Bindoff, AD and Wotherspoon, SJ and Guinet, C and Hindell, MA, Twilight-free geolocation from noisy light data, Methods in Ecology and Evolution, 9, (5) pp. 1190-1198. ISSN 2041-210X (2018) [Refereed Article]
Solar geolocation is used to quantify the movements of animals tagged with sensors that record ambient light with respect to time. Global location sensor (GLS) tags are small, light, and present minimal drag or wing loading. They are affordable, and some can record data for several migratory cycles. These benefits mean they can be used in applications for which satellite tags are unsuitable. However, large errors in estimated locations can result if the sensor is obscured, especially around twilight, and sometimes the data obtained is unusable by existing methods of analysis due to this source of noise. This places limitations on the usefulness of solar geolocation in conservation and monitoring efforts.
All existing methods of analysis are dependent on twilights being identifiable or faithfully recorded. Instead, the method introduced here depends on the overall pattern of day and night to calculate the likelihoods for a Hidden Markov Model, where the hidden states are geographic locations. We call this a "twilight-free" method of light-based geolocation.

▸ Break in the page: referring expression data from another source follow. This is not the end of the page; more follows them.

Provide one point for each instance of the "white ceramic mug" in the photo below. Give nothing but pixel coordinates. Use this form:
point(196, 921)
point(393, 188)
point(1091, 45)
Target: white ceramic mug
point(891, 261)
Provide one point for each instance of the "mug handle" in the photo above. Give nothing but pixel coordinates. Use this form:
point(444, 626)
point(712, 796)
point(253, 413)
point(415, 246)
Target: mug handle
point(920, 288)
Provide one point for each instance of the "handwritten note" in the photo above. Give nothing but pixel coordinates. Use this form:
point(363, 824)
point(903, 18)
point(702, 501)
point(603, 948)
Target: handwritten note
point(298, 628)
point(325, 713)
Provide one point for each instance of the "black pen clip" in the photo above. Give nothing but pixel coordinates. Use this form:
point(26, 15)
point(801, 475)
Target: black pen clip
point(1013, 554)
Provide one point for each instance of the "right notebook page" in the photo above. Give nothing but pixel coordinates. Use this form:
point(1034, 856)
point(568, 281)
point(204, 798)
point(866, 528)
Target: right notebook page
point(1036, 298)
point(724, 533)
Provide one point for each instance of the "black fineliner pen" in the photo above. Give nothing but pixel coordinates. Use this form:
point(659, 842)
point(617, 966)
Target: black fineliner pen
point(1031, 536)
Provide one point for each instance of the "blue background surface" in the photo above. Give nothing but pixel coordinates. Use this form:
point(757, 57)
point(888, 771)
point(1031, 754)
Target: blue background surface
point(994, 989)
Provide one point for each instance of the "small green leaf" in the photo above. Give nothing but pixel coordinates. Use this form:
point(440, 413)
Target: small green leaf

This method quickly estimates locations from otherwise unusable noisy light data. We use examples to show that the method produces tracks that are comparable in accuracy and precision to other geolocation methods. Furthermore, efficiency and replicability of estimated paths are improved because the user does not have to subjectively identify twilights. Other data sources, such as sea surface temperature and land or sea masks are easily incorporated, further improving location estimates and processing speed.
The twilight-free method offers new opportunities to researchers interested in the movements of animals that routinely have obscured sensors, or to analyse previously unusable noisy light data. It offers a fast, efficient, and replicable method for analysing tag data without the need for time-consuming pre- or post-processing. By increasing the yield of usable data from GLS tagging studies, researchers can more efficiently quantify where animals are going and when, and monitor changes in habitat. This is of fundamental importance to management and conservation efforts.